Sure they do. Here's a press release disavowing one who illegally kidnapped and tortured someone outside of Verona and reminding readers that their crime rates are actually much lower than nearly everyone else's. Here's a coauthor credit on one of the romance novels. Here's a ton of research documentation, mostly for (surprise surprise) drugs, but not exclusively; they also seem to do a lot of uncredited collaboration with winter solqs.
As for explanations of their behavior, well, he can easily turn up a lot of evasive quippery; anything more than that might take some digging. Or he could just check the transcripts from one of the times other people truth-drugged them! Those exist and are reasonably findable on the open internet even without infosec hazardry.
Is there, like, a particularly good reason those transcripts were not published? It's not like the people who did this were paragons of ethical reasoning.
They were super published! Many destructive coincidences which weren't traceable to any individual autumn solqs kept happening to most of the physical copies, but published they definitely were! And he can find them nearly immediately in several places on the copy of the local internet he already made; they're just well-labeled enough with fancy ASCII art title pages that they're easy to avoid should he want to.
...it does seem very rude to read somebody's transcripts from when they were on drugs that they wanted to have destroyed. Maybe he will text Nicholas about it.
It seems to have been quite emphatically communicated that the transcripts of the truth drugs incident would not be read by polite persons, even if that weren't the default polite thing to do with such transcripts anyway; do you suppose my situation is meaningfully different at all or nah?

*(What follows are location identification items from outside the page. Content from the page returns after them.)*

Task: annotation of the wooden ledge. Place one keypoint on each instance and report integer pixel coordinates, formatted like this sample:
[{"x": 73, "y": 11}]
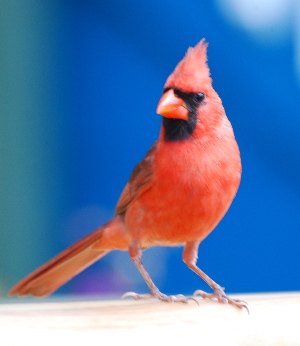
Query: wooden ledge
[{"x": 273, "y": 320}]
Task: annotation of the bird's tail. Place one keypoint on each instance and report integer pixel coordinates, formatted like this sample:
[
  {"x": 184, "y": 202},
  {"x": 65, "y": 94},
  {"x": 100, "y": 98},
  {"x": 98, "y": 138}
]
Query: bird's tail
[{"x": 70, "y": 262}]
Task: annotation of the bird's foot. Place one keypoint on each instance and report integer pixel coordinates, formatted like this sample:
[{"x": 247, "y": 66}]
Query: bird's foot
[
  {"x": 160, "y": 296},
  {"x": 221, "y": 297}
]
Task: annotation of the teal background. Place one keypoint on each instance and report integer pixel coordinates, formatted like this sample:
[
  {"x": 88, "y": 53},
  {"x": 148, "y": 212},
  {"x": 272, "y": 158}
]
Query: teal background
[{"x": 80, "y": 81}]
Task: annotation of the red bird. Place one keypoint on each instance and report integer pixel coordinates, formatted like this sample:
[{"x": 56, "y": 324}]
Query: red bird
[{"x": 176, "y": 195}]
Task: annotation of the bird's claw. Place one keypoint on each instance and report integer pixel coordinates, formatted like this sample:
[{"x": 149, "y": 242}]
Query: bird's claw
[
  {"x": 160, "y": 296},
  {"x": 221, "y": 297}
]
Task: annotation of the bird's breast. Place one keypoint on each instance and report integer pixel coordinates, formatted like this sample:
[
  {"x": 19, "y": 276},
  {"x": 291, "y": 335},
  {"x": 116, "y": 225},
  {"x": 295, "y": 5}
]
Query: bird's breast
[{"x": 192, "y": 187}]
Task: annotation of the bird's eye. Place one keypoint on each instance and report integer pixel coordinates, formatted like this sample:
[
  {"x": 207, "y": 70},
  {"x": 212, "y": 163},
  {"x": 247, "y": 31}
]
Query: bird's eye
[{"x": 199, "y": 97}]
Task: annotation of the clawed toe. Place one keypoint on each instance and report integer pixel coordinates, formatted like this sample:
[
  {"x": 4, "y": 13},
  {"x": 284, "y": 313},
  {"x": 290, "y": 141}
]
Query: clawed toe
[
  {"x": 160, "y": 296},
  {"x": 221, "y": 297}
]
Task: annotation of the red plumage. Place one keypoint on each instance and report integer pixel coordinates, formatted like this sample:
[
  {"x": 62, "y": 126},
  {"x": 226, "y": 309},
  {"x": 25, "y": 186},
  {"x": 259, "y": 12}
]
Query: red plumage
[{"x": 176, "y": 195}]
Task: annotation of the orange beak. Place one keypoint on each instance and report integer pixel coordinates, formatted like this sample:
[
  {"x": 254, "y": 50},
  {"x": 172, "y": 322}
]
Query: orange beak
[{"x": 171, "y": 106}]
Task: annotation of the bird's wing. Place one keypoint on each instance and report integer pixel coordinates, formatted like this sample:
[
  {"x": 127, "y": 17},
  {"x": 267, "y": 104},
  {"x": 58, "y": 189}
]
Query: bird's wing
[{"x": 139, "y": 182}]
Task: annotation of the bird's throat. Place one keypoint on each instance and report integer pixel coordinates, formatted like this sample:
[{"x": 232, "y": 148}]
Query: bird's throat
[{"x": 178, "y": 129}]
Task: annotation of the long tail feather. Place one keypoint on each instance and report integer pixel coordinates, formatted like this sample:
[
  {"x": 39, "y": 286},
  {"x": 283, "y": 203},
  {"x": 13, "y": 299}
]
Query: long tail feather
[{"x": 60, "y": 269}]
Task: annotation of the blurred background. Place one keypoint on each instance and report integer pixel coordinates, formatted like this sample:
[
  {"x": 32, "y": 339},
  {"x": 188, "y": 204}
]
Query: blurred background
[{"x": 80, "y": 81}]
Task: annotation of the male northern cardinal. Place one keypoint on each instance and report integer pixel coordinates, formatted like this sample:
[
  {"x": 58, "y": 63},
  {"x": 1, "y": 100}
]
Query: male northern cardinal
[{"x": 176, "y": 195}]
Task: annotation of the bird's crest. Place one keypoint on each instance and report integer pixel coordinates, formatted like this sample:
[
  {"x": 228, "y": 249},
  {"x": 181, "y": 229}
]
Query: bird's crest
[{"x": 192, "y": 73}]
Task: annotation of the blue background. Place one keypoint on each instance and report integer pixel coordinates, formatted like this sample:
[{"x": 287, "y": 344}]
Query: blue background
[{"x": 80, "y": 84}]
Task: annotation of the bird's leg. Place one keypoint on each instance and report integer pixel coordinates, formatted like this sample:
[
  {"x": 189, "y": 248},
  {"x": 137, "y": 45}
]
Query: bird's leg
[
  {"x": 136, "y": 254},
  {"x": 190, "y": 258}
]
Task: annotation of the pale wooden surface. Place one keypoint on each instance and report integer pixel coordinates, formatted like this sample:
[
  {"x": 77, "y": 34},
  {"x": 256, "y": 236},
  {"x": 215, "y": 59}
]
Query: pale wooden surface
[{"x": 274, "y": 320}]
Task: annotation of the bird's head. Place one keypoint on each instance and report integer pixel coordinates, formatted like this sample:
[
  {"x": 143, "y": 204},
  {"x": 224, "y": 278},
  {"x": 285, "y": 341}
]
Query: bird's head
[{"x": 189, "y": 98}]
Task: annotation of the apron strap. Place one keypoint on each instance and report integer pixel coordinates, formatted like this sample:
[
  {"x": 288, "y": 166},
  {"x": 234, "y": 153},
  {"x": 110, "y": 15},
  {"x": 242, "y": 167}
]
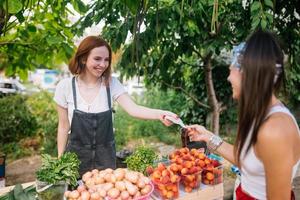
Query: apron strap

Not that I yet know of. What considerations do you suppose would make that so?
If I were a nationstate considering negotiations with a remarkably powerful out-of-context entrant into geopolitics and economics I might consider disclosing information that was ordinarily secret as a gesture of good faith or something, especially if it wouldn't be hard to get anyway, but I don't wish to pry so I thought I'd inquire before moving on to other parts of my background reading.